Peritoneal closure can be performed with running sutures, tacks, barbed sutures, staples and glue, according to the surgeon's preferences.
Although the running sutures reduced the incidence of intestinal obstruction from herniation through the peritoneal closure, the intra-abdominal suturing is time-consuming and technically demanding [19].
Otherwise, peritoneal closure using tacks, albeit much faster, increased short-term pain compared with suture closure which remain the preferred method [20].
Kapiris et al. observed seven cases (0.23 %) of small bowel occlusion because of peritoneal herniation in a 7-year study of 3017 patients undergoing TAPP hernia repair. They found that peritoneal closure with sutures, compared with other closures, decreased the incidence of this complication; this is probably the result of less tension on the peritoneal flap and a reduced risk of laceration. However, suture closure cannot completely eliminate this complication [19].

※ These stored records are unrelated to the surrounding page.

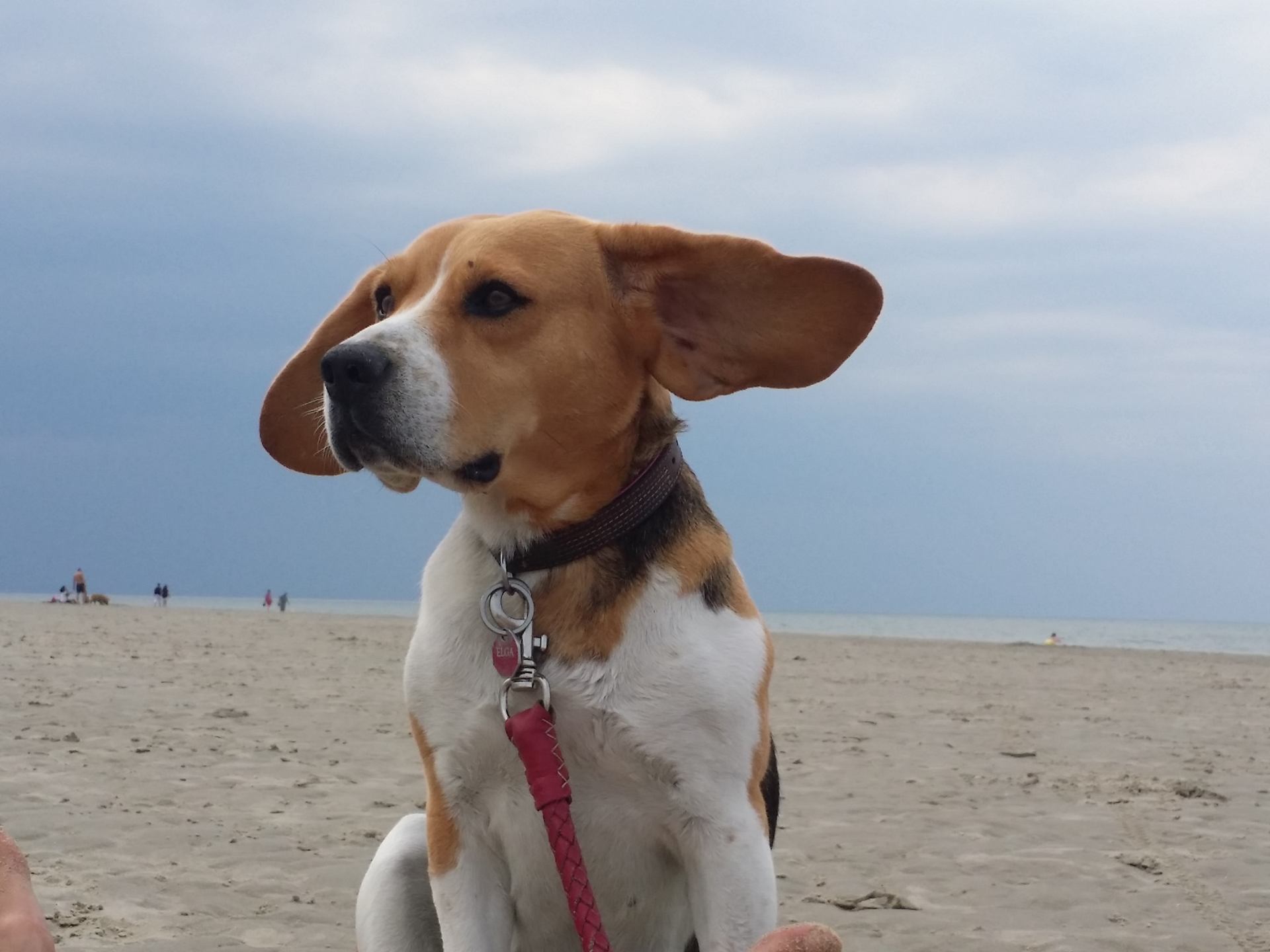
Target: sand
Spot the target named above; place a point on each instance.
(219, 779)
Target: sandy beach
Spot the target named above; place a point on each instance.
(196, 781)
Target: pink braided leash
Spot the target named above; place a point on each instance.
(532, 731)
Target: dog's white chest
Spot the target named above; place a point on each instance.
(652, 736)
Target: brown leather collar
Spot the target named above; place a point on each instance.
(633, 506)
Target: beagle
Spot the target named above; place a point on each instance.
(527, 362)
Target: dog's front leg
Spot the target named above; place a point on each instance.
(732, 883)
(473, 899)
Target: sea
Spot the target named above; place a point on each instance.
(1230, 637)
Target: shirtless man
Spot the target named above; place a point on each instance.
(22, 923)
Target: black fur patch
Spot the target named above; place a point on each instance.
(716, 587)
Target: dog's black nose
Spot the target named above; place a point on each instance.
(352, 371)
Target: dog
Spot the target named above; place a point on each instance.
(527, 362)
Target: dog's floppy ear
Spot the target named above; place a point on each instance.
(732, 313)
(291, 418)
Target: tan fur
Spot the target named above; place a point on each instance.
(560, 390)
(556, 386)
(566, 610)
(763, 748)
(443, 829)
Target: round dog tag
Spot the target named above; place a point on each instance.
(507, 655)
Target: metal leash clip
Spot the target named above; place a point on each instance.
(497, 619)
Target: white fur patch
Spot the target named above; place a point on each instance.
(417, 403)
(658, 739)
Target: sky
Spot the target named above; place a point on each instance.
(1064, 411)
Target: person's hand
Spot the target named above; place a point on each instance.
(22, 923)
(804, 937)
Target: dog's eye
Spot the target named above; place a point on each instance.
(384, 302)
(493, 300)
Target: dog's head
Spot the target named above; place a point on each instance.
(515, 352)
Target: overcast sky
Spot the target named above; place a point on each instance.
(1064, 409)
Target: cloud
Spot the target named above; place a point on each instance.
(1104, 385)
(1201, 179)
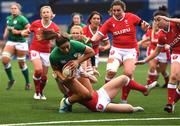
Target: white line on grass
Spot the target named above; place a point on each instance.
(84, 121)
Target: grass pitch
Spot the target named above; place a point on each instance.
(18, 106)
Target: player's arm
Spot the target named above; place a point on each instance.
(106, 45)
(88, 53)
(6, 32)
(151, 56)
(144, 42)
(144, 25)
(177, 20)
(96, 37)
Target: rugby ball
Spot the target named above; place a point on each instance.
(68, 72)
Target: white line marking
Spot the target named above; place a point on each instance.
(84, 121)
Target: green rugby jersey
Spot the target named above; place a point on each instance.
(19, 22)
(59, 59)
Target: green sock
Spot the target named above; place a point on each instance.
(26, 75)
(9, 73)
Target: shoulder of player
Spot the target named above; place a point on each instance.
(36, 21)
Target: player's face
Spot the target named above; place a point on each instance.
(161, 23)
(117, 11)
(14, 10)
(65, 47)
(46, 14)
(76, 19)
(95, 20)
(75, 34)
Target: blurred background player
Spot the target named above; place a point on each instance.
(93, 25)
(101, 98)
(170, 34)
(66, 54)
(158, 64)
(40, 50)
(76, 33)
(76, 20)
(122, 26)
(16, 44)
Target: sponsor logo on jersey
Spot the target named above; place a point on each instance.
(15, 22)
(100, 107)
(123, 31)
(175, 57)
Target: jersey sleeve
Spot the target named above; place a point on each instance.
(78, 46)
(32, 27)
(136, 19)
(161, 39)
(56, 28)
(104, 29)
(24, 21)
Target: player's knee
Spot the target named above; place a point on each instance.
(125, 79)
(173, 77)
(38, 73)
(110, 74)
(5, 60)
(128, 73)
(86, 95)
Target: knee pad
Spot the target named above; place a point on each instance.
(113, 65)
(44, 78)
(24, 67)
(6, 66)
(21, 58)
(6, 54)
(37, 74)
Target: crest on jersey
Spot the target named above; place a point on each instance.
(63, 61)
(75, 54)
(175, 57)
(100, 107)
(15, 22)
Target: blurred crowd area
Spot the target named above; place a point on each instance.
(64, 8)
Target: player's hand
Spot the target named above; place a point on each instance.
(73, 64)
(25, 33)
(141, 62)
(145, 26)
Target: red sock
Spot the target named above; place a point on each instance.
(136, 86)
(37, 85)
(166, 79)
(125, 92)
(37, 79)
(43, 83)
(171, 93)
(151, 78)
(177, 96)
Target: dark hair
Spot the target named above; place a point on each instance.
(162, 11)
(61, 40)
(92, 14)
(119, 2)
(72, 15)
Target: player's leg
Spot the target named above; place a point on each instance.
(79, 93)
(123, 108)
(21, 51)
(165, 74)
(8, 51)
(174, 77)
(38, 70)
(114, 86)
(113, 64)
(152, 73)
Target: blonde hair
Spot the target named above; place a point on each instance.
(43, 7)
(17, 5)
(77, 27)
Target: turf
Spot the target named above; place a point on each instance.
(18, 106)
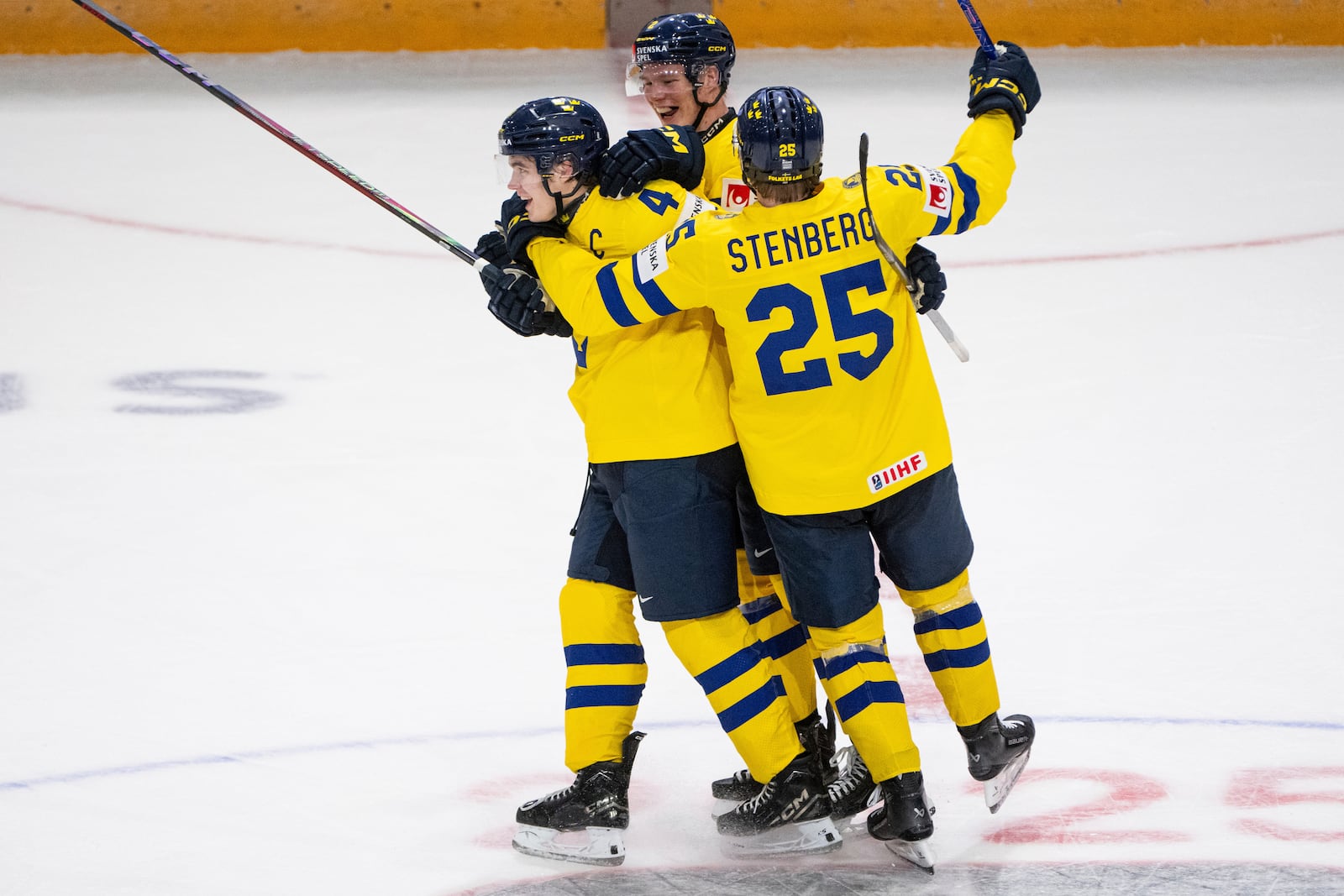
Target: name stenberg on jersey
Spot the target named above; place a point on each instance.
(897, 472)
(804, 241)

As noted in our experience, intestinal obstruction occurred despite continuous suturing.
A preperitoneal herniation is an extremely rare condition that could be avoided. Adequate and skillfull peritoneal closure, performed using a strictly standardized procedure, can achieve good results. Complete closure of the peritoneum during TAPP procedure is essential for preventing preperitoneal herniation and small bowel occlusion.
The dissection of the peritoneal flap from any adhesion and the reduction of the pressure of the pneumoperitoneum to 8 during its suturing are fundamental measures to avoid subsequent peritoneal lacerations.

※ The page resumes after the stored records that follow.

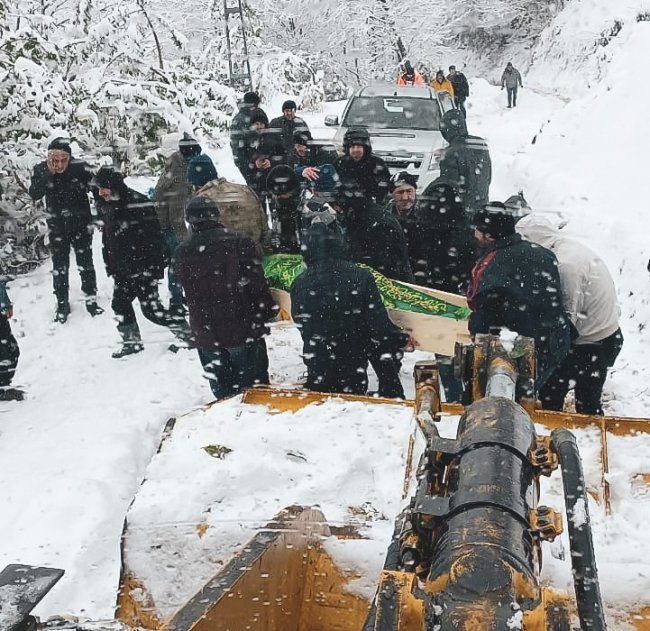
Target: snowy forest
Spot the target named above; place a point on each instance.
(116, 76)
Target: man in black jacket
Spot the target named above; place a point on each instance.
(466, 163)
(133, 247)
(240, 125)
(402, 205)
(286, 125)
(360, 165)
(461, 88)
(374, 237)
(516, 285)
(65, 184)
(442, 250)
(340, 314)
(228, 298)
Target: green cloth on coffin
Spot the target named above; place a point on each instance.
(282, 269)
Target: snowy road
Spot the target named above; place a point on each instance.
(74, 452)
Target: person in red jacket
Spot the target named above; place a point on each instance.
(228, 300)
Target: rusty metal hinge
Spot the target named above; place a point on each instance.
(542, 456)
(546, 522)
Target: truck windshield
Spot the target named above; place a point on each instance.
(393, 113)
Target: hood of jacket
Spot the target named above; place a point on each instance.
(538, 229)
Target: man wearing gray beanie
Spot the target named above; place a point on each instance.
(65, 184)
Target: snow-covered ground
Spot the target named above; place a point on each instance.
(73, 454)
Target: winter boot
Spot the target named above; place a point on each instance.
(131, 340)
(62, 310)
(92, 307)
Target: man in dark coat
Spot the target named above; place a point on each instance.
(461, 88)
(170, 195)
(286, 208)
(402, 204)
(307, 155)
(374, 237)
(286, 125)
(360, 165)
(443, 249)
(516, 285)
(240, 126)
(340, 315)
(228, 298)
(9, 351)
(133, 249)
(65, 184)
(248, 141)
(466, 162)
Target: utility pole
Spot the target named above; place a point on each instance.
(239, 68)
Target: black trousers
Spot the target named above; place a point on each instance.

Although a preritoneal hernia is rare, in the presence of a patient who has recently undergone a TAPP procedure, with vomiting, abdominal pain, constipation and other symptoms of intestinal obstruction, the suspicion of a possible internal hernia must be taken into consideration.
Contrast-enhanced CT Scan can help in the diagnosis of intestinal obstruction and represents a valid means for evaluating the vitality of the intestinal loops.

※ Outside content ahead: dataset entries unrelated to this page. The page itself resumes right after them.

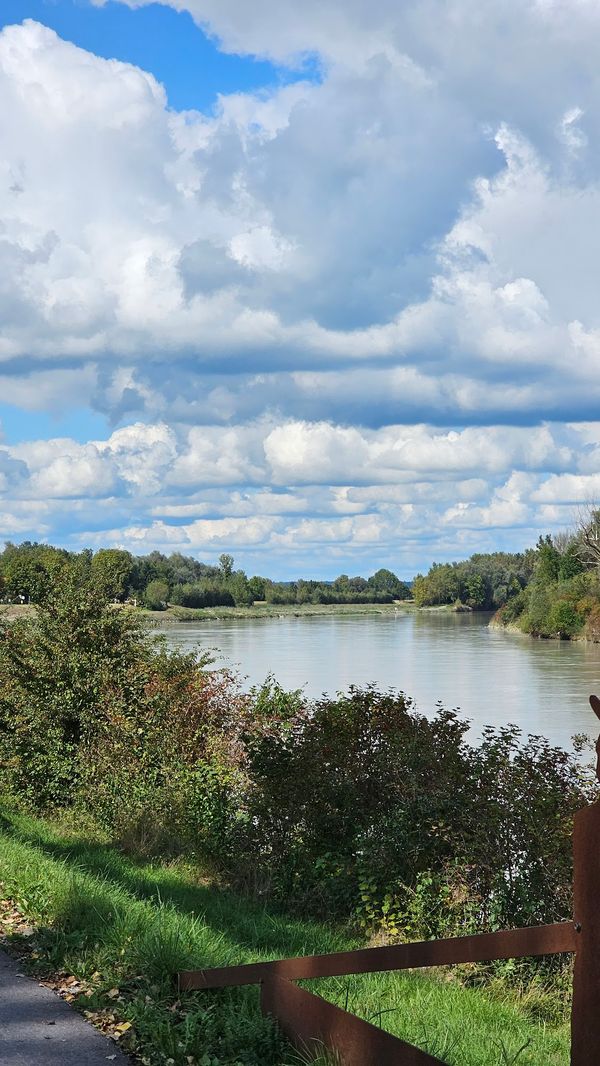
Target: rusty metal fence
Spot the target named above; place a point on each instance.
(312, 1022)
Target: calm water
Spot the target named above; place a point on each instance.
(491, 676)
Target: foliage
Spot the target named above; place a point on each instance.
(156, 580)
(562, 598)
(482, 582)
(356, 807)
(157, 595)
(123, 927)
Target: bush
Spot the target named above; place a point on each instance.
(157, 595)
(354, 807)
(564, 620)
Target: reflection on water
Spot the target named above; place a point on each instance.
(491, 676)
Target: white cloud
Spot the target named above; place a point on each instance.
(343, 315)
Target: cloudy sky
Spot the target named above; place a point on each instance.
(311, 283)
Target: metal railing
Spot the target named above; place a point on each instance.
(312, 1022)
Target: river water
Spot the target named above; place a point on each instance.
(493, 677)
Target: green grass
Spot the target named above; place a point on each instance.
(272, 611)
(127, 925)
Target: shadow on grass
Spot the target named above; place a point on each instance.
(253, 926)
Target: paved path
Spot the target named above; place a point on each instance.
(38, 1029)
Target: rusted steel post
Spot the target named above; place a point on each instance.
(312, 1023)
(585, 1017)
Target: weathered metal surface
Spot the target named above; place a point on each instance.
(585, 1012)
(311, 1022)
(483, 948)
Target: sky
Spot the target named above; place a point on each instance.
(313, 284)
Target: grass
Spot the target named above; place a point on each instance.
(273, 611)
(124, 927)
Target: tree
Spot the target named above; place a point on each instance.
(112, 569)
(386, 581)
(157, 595)
(588, 533)
(226, 565)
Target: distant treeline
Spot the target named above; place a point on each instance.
(552, 590)
(156, 581)
(483, 582)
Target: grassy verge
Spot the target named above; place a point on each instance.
(118, 930)
(274, 611)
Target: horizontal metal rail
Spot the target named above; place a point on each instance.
(482, 948)
(311, 1023)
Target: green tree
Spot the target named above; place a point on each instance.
(226, 565)
(112, 569)
(386, 581)
(156, 596)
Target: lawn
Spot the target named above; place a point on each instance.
(123, 929)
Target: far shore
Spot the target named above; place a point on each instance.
(259, 610)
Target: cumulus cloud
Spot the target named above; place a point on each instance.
(304, 490)
(355, 313)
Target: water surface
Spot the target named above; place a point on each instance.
(493, 677)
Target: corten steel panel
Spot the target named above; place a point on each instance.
(483, 948)
(309, 1021)
(585, 1015)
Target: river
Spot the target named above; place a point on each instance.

Laparoscopic surgery is recommended for treating intestinal obstruction after TAPP surgery. Although great care must be taken during insertion of trocars because dilation of the bowel, we believe that laparoscopy is feasible.
Therefor, it is imperative to examine the activity of the entrapped boewl, and it should be performed with caution. If intestinal necrosis or perforation develops, bowel resection and mesh removal shold be considered. Early diagnosis and appropriate treatment are crucial for successful outcomes in patients with small bowel obstruction after TAPP.
4. Conclusion
Although laproscopic TAPP is widely used and accepted as a treatment for inguinal hernia, it is important to remember that rare complications can occur. Appropriate peritoneal closure is recommended to reduce the risk of intestinal hernias and bowel obstruction. The possibility of preperitoneal hernia should be considered in patients with abdominal pain and vomiting after TAPP procedure. We consider laparoscopy the procedure of choise to diagnose and treat this complications.
Consent
Written informed consent was obtained from the patient for publication of this case report and accompanying images.
Ethical approval
Ethic approval has been exempted by our institution because this is a case report and no new studies or new techniques were carried out. The Ethics Committee to which the ASP of Catania refers is the Catania Ethics Committee.
Guarantor
Giovambattista Caruso.
Research registration number
This case report does not require registration as a research study.
Funding
All the authors declare that this research didn't receive any specific grant from funding agencies in the public, commercial, or not-for-profit sectors.
Author contribution
Giovambattista Caruso: conceptualization, writing original draft, review and editing, data curation.
Roberto Cantella: Methodology.
Eleonora Di Guardo, data curation.
Alberto Torrisi: Visualization.
Martina Reina: Data curation.
Giuseppe Angelo Reina: Supervision.
Conflict of interest statement
All the authors certify that there is no conflict of interest regarding the material discussed in the manuscript.